I looked up to find her staring at the chapel as if in wonder, light glancing off her cheeks and reflecting from her eyes. And then, her gaze fell upon me.
Reminding myself she did not know me, I clenched my jaw in an effort to keep myself from speaking. I hid my hands within the folds of my robe to prevent my reaching for her.
Her gaze left my face to look around once more, and it came to rest upon the altar. But then her wonderment turned to dismay. She seemed to shrink from Saint Catherine, from that beloved saint I continually implored on her behalf. She took a step backward.
No—do not leave me!
I walked toward her, hand outstretched. “You must place your gift there.” I gestured with open palm toward the pile of gifts that had grown throughout that long day.
Her eyes had blinked wide. “I do not have one.” Her gaze, gone dark and troubled, met mine.
She did not have a gift? I could assist her in kneeling, I could say for her the prayer, but if she did not have a gift, there was nothing I could do to help.
Her mouth suddenly bent into a smile. “I know!” She put a hand to her hair, which had been plaited with ribands and bound at the end with gold tips. “Will you help me loose them?”
I did not deserve for one moment to touch that glorious creature, but how could I resist her plea? As she stood before me, I pulled the tips from her plaits with trembling hands. Such exquisite torture. I gave them to her and then let my hands linger in her silken tresses, pulling my fingers through the length of them, unknotting the ribands and smoothing her hair across her shoulders.
“Will those do?”
Oh! How I wanted to press my lips to her forehead and smooth away the care that creased her brow. I only nodded, gesturing toward the pile. Then I clasped my hands together in an entreaty. Please help me, Saint Catherine. I must not reveal myself. Not now. Not after all these years. Just a few more precious, miserable hours. Just the span of one long, sleepless night, and then they would be gone.
The girl—my girl—had placed her gift in the chest and now, once more, she was looking to me for guidance.
For one who had just days before despaired of speech, I found of
a sudden that I had much to tell her. Do not do as I have done. Value your virtue above your life. Do not let well-spoken words bewitch you. And yet, if I could have said them, and if I could truly have believed and acted upon them, it would have meant the absence of one whose presence I had longed for my entire life. How our sins do so beset us. And hobble us. And bind us. In the end, I found just one word to say. “Kneel.”
She knelt.
And then—bless heaven!—I found more. “Do you know the prayer?”
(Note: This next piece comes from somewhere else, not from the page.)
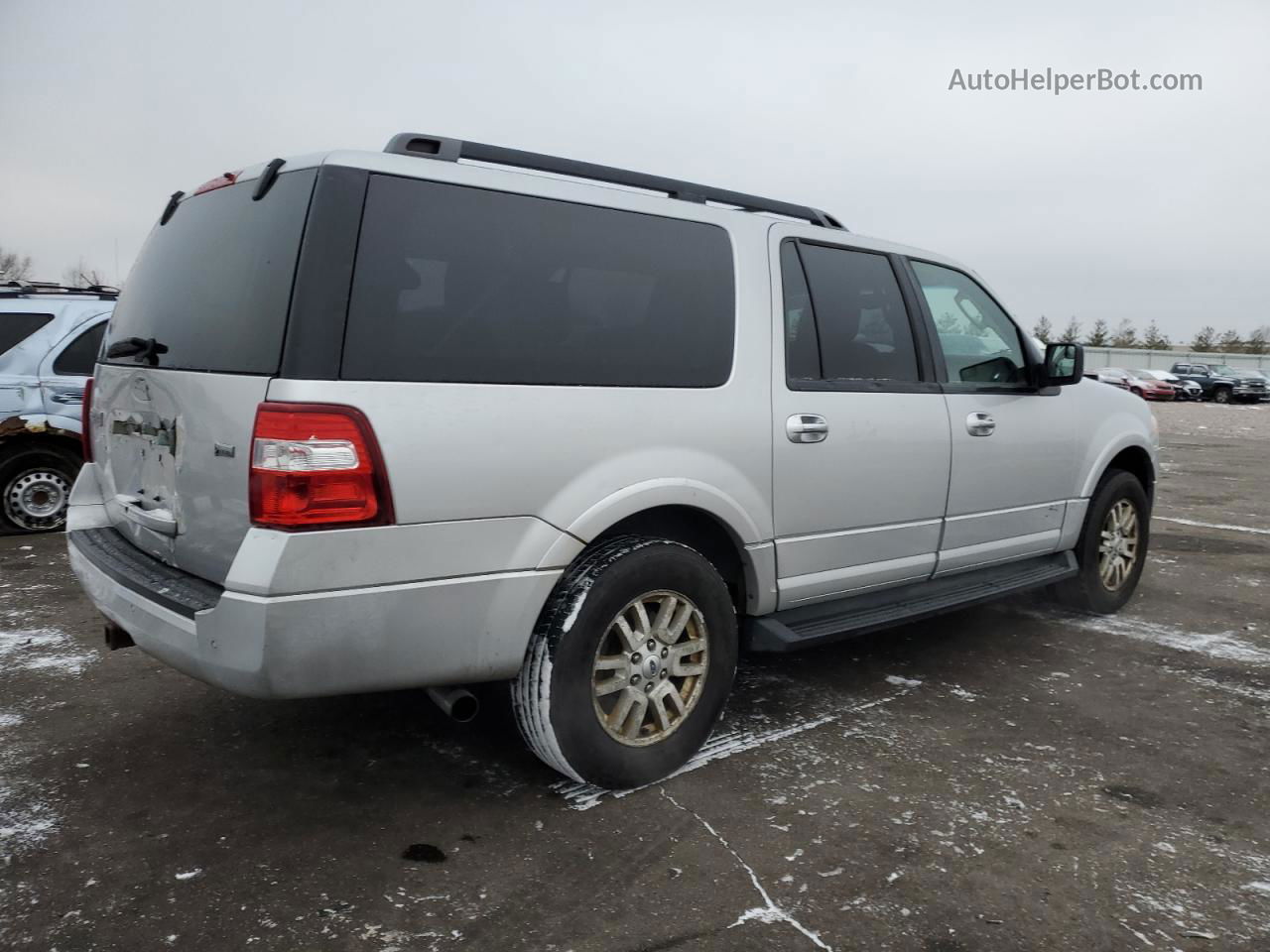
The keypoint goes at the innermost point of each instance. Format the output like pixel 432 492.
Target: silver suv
pixel 49 340
pixel 432 416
She nodded and bent her head to pray it as I added my own silent words to her pleas.
So big she had grown. Had I truly thought she would remain forever an infant? I reached out my hand. Did I dare? It trembled as I set it upon her head. I could not bless her as a priest would, but would it be too great a sin to bless her as a mother might? “Bless you, child.” May God bless you and bless you and never stop blessing you.
Keep her. Help her. Guide her. Protect her. Save her. Oh, beloved Saint Catherine, if you would do for her anything at all, please…save her from me. I would have lit a thousand candles or cast a hundred jewels before the altar; I would have given everything I had to ensure my prayers might be answered.
The girl clutched at my sleeve. “May I?” She was looking at the reliquary. “May I kiss it?”
“Yes.” My dear, sweet, beloved child.
She leaned forward and kissed the casket.
And then I did something I had never done before. Something I ought never to have done at all. But I wanted to give her something: something special, something she could treasure, something that could come from no one but me. After making certain no one was looking, I touched the reliquary myself, placing a steadying hand to its side, and then—God forgive me—I lifted the lid.
We stood there, both of us, shoulder to shoulder as we looked inside.
I tipped the golden casket so the glimmering candles’ light could reach the depths of the bottom. But there was nothing inside save a mounded pile of dark, granular dirt.